Pesquisadores desenvolveram uma técnica inovadora para visualizar os órgãos internos do corpo, tornando os tecidos sobrepostos transparentes à luz visível. A abordagem surpreendente, que usa um corante alimentar seguro, demonstrou ser reversível em testes com animais e pode ser aplicada a uma variedade de diagnósticos médicos, como a detecção de lesões, o monitoramento de distúrbios digestivos e a identificação de cânceres.
A pesquisa foi publicada por cientistas da Universidade de Stanford na revista Science em 6 de setembro de 2024, com o título “Achieving optical transparency in live animals with absorbing molecules” (Alcançando transparência óptica em animais vivos com moléculas absorventes).
Guosong Hong, professor assistente de ciência e engenharia de materiais em Stanford, que liderou o estudo, comentou sobre o futuro da tecnologia: “No futuro, essa tecnologia poderá tornar as veias mais visíveis para a coleta de sangue, facilitar a remoção de tatuagens com um laser ou ajudar na detecção precoce e no tratamento de cânceres”.
Hong destacou a possível aplicação em tratamentos de câncer: “Por exemplo, certas terapias usam lasers para eliminar células cancerosas e pré-cancerosas, mas elas são limitadas a áreas próximas à superfície da pele. Essa técnica pode ser capaz de melhorar a penetração da luz”.
Para isso, os pesquisadores criaram um modelo que prevê como a luz interage com tecidos biológicos tingidos, levando em conta fatores como dispersão e refração, processos que afetam a trajetória da luz. A dispersão, por exemplo, é o que torna o corpo opaco, uma vez que diferentes componentes, como gorduras e proteínas, dispersam a luz de diferentes maneiras.
A descoberta ocorreu quando a equipe percebeu que, para obter transparência, seria necessário harmonizar os diferentes índices de refração dos materiais biológicos. Os corantes que absorvem a luz, como a tartrazina (o corante alimentício conhecido como FD&C Yellow 5), mostraram-se ideais. Quando dissolvidas e absorvidas pelos tecidos, as moléculas de tartrazina alinham os índices de refração, tornando os tecidos transparentes.

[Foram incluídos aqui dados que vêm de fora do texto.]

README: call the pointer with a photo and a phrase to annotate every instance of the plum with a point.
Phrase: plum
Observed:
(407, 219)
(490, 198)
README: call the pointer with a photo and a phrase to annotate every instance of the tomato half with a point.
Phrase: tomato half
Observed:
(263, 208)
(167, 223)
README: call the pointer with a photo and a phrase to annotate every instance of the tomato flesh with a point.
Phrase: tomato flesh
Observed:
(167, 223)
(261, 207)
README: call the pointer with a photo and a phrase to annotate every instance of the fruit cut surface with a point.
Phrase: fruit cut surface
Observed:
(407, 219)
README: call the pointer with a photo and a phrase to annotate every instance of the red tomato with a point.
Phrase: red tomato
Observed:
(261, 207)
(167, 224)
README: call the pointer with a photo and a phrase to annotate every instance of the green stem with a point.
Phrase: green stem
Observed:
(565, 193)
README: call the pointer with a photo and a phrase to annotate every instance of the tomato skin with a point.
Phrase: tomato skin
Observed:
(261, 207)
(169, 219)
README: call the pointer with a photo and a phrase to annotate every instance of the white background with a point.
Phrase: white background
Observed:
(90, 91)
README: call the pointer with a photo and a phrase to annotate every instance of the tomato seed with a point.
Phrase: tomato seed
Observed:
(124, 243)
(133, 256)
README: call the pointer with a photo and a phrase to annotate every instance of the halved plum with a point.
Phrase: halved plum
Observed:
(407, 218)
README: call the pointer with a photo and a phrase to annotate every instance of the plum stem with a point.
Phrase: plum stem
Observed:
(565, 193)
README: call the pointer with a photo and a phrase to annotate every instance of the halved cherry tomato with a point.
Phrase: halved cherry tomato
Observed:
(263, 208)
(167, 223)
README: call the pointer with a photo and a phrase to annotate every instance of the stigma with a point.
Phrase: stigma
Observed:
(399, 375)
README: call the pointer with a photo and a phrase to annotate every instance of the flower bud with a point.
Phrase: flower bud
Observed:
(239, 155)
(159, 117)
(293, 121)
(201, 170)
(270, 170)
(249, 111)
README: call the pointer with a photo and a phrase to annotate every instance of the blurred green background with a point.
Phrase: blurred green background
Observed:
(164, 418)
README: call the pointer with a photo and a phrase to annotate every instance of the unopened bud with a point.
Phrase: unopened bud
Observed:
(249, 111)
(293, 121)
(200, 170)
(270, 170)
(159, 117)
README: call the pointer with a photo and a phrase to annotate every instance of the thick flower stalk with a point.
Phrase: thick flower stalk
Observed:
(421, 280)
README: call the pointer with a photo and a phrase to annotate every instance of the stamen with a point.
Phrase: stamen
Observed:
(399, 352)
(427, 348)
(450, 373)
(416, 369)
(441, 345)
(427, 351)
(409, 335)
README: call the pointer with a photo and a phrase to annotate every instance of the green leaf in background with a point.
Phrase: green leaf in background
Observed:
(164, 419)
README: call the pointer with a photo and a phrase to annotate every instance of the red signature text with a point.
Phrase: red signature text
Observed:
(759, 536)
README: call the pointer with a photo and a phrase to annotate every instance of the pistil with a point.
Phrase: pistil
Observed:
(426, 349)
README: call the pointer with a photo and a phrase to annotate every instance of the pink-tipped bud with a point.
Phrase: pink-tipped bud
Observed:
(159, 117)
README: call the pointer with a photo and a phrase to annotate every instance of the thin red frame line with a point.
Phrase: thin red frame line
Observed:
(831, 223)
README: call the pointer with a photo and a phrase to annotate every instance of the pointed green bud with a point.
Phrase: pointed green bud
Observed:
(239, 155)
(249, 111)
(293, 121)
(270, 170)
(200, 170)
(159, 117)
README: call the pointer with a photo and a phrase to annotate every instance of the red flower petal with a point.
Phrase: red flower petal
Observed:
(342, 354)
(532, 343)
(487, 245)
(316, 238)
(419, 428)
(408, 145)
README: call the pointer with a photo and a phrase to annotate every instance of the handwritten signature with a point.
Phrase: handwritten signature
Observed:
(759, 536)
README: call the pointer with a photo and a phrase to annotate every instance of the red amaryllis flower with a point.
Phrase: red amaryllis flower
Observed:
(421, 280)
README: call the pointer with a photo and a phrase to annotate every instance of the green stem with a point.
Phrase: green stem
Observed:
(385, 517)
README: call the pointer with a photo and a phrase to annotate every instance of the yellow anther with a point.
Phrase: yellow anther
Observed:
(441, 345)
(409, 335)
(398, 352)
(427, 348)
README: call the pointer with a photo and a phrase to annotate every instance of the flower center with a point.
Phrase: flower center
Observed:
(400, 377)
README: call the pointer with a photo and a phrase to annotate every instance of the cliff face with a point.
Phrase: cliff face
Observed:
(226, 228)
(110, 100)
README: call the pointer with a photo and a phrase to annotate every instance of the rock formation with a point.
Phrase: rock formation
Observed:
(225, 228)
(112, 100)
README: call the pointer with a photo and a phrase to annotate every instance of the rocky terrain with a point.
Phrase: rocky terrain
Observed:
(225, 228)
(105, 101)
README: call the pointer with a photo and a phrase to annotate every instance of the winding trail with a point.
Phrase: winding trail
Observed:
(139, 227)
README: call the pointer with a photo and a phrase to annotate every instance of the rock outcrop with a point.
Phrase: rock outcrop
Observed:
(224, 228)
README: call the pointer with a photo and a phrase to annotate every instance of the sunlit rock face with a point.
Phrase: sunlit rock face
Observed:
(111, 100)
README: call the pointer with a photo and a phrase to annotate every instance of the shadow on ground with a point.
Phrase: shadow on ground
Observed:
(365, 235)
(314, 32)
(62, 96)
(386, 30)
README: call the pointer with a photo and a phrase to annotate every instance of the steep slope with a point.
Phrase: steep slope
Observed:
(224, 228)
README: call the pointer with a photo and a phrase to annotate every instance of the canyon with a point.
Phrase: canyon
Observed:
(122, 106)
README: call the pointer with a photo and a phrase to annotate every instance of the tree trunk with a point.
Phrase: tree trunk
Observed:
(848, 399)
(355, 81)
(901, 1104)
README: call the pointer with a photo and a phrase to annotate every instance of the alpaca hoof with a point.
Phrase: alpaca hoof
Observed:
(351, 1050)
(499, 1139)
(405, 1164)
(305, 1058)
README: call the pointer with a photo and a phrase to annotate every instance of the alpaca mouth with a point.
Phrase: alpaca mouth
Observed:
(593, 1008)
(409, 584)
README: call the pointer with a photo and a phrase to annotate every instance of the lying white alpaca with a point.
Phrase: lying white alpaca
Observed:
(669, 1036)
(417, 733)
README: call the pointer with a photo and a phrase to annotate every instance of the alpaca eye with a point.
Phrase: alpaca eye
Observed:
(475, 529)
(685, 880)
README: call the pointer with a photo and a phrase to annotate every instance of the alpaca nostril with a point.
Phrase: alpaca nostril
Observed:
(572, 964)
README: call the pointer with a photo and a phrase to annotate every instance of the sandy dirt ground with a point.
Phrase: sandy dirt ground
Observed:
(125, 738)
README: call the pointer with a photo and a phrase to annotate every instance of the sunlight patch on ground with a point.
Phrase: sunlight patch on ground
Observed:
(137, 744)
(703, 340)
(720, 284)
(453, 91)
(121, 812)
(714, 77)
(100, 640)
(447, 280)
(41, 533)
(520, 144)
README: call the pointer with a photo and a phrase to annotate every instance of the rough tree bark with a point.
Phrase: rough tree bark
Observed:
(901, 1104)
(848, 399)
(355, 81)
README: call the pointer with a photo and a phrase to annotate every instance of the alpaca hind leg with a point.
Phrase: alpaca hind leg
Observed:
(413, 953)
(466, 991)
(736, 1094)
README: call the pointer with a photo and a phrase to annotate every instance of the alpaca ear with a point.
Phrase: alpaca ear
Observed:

Os primeiros testes foram realizados em fatias de peito de frango. À medida que a concentração de tartrazina aumentava, o índice de refração das células musculares se ajustava ao das proteínas, resultando em transparência. A próxima etapa envolveu a aplicação de uma solução de tartrazina em camundongos, o que tornou suas peles temporariamente transparentes, revelando vasos sanguíneos e órgãos internos em alta resolução.
Após o uso, os tecidos voltaram rapidamente à sua opacidade natural, sem efeitos colaterais de longo prazo, e o excesso de corante foi excretado em 48 horas. A expectativa é que as injeções de tartrazina permitam uma visualização ainda mais profunda, com possíveis implicações médicas.
O projeto começou como uma investigação sobre a interação entre micro-ondas e tecidos biológicos. Durante a pesquisa, os cientistas revisitaram conceitos clássicos de óptica, como a relação Kramers-Kronig e a oscilação de Lorentz, aplicando-os de uma nova maneira à biologia.
Nick Rommelfanger, pesquisador de pós-graduação e um dos pioneiros do estudo, viu potencial na adaptação desses conceitos ópticos ao espectro visível, com grandes implicações médicas. Zihao Ou, pesquisador de pós-doutorado e principal autor do estudo, realizou uma análise rigorosa dos corantes, resultando na descoberta da tartrazina como candidata ideal.
Obtenção de transparência óptica em camundongos vivos com moléculas de corante absorventes.
A descoberta só foi possível com o uso de ferramentas sofisticadas, como o elipsômetro, que, embora tradicionalmente usado na fabricação de semicondutores, desempenhou um papel crucial na previsão das propriedades ópticas dos corantes.
Richard Nash, diretor do programa da NSF, destacou a importância das instalações de pesquisa de Stanford: “As instalações de pesquisa avançada se esforçam constantemente para atingir o equilíbrio certo, fornecendo acesso a ferramentas e conhecimentos básicos e, ao mesmo tempo, abrindo espaço para instrumentos mais novos, maiores e mais potentes. Embora um instrumento básico, como um elipsômetro, raramente apareça nas manchetes, ele pode desempenhar um papel crucial quando implantado para usos atípicos.”
A pesquisa de Hong e sua equipe sugere o surgimento de um novo campo de estudo que combina corantes com tecidos biológicos para aplicações médicas. O especialista em óptica Adam Wax, que também apoiou o trabalho, elogiou a inovação: “Como especialista em óptica, estou impressionado com o fato de eles terem conseguido tanto explorando a relação Kramers-Konig… Hong conseguiu avançar em uma nova e ousada direção”.